Berarti, si B menerima pengembalian uang sebanyak
Rp. 10.000.000,- (sepuluh juta rupiah) dan mendapatkan keuntungan dari sawah
gadaiannya selama digarap olehnya, katakanlah Rp. 4.000.000,- (empat juta
rupiah) selama dua tahun.
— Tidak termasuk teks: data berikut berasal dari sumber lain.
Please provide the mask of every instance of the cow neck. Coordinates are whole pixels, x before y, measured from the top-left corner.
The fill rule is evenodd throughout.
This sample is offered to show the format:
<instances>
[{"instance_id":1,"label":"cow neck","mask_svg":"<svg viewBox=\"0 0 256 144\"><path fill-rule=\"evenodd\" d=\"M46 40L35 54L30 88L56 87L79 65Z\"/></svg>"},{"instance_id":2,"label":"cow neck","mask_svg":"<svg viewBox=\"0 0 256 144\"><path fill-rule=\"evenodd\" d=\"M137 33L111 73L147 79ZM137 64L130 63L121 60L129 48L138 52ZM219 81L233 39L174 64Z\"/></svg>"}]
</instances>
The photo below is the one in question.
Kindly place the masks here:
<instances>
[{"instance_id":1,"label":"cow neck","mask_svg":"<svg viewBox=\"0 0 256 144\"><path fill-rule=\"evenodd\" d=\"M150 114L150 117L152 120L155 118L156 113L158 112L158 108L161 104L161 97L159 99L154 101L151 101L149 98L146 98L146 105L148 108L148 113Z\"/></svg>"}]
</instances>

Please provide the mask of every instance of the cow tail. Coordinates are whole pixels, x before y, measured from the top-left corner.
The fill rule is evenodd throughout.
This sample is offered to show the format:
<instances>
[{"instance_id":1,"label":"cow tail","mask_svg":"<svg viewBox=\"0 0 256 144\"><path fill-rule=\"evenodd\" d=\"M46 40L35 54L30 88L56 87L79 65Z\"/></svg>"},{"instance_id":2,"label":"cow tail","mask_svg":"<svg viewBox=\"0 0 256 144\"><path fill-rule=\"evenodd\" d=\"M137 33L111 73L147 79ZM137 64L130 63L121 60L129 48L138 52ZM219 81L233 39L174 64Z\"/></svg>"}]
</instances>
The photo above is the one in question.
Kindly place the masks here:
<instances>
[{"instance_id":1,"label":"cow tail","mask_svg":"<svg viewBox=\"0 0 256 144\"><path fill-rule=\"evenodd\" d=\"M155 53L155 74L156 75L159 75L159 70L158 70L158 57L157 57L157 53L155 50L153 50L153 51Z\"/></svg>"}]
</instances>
Berarti si B menerima pengembalian Rp. 10.000.000,-
(sepuluh juta rupiah) ditambah keuntungan dari sawah sebanyak
Rp. 4.000.000,- (empat juta rupiah) sama dengan Rp. 14.000.000,- (empat belas
juta rupiah).
Cara gadai seperti ini TERLARANG dan termasuk
RIBA karena telah mendapatkan KELEBIHAN uang sebanyak Rp. 4.000.000,- (empat
juta rupiah) dari hasil (si Murtahin) meminjamkan uangnya.
***
[2]
Muhammad bin Mahbub, Al Bananiy, Abu 'Abdullah ,
Tabi'ul Atba' kalangan tua, wafat tahun 223 H, hidup di Bashrah.
[3]
Abdul Wahid bin Ziyad, Al 'Abdiy, Abu Bisyir, Tabi'ut
Tabi'in kalangan pertengahan, wafat tahun 176 H, hidup di Bashrah.
[4]
Sulaiman bin Mihran, Al Asadiy Al Kahiliy, Abu
Muhammad, Al A'masy, Tabi'in kalangan biasa, wafat tahun 147 H, hidup di Kufah.
[5]
Ibrahim bin Yazid bin Qays, An Nakha'iy, Abu 'Imrah,
Tabi'in kalangan biasa, wafat tahun 96 H, hidup di Kufah.
[6]
Al Aswad bin Yazid bin Qais, An Nakha'iy, Abu 'Amru,
Tabi'in kalangan tua, wafat tahun 75 H, hidup di Kufah, wafat di Kufah.
[7]
Aisyah binti Abi Bakar Ash Shiddiq, At Taymiyyah,
Ummu 'Abdullah, Ummu Al Mu'minin, Shahabat, wafat tahun 58 H, hidup di Madinah,
wafat di Madinah.
[8]
https://carihadis.com/Shahih_Bukhari/2329
[9]
Muhammad bin Muqatil, Al Marwazi Al Kasa'iy, Abu Al
Hasan, Rukh, Tabi'in kalangan biasa, wafat tahun 226 H, hidup di Baghdad, wafat
di Marur Rawdz.
[10]
Abdullah bin Al Mubarak bin Wadlih, Al Hanzhaliy Al
Marwaziy, Abu 'Abdur Rahman, Abdan, Tabi'ut Tabi'in kalangan pertengahan, wafat
tahun 181 H, hidup di Himash, wafat di Herrat.
[11]
Zakariya bin Abi Za'idah Khalid, Al Hamdaniy Al
Wadi'iy, Abu Yahya, Tabi'in (tdk jumpa Shahabat), wafat tahun 148 H, hidup di
Kufah.
[12]
Amir bin Syarahil, Asy Sya'biy Al Humairiy, Abu
'Amru, Tabi'in kalangan pertengahan, wafat tahun 104 H, hidup di Kufah, wafat
di Kufah.
[13]
Abdur Rahman bin Shakhr, Ad Dawsiy Al Yamaniy, Abu
Hurairah, Shahabat, wafat tahun 57 H, hidup di Madinah, wafat di Madinah.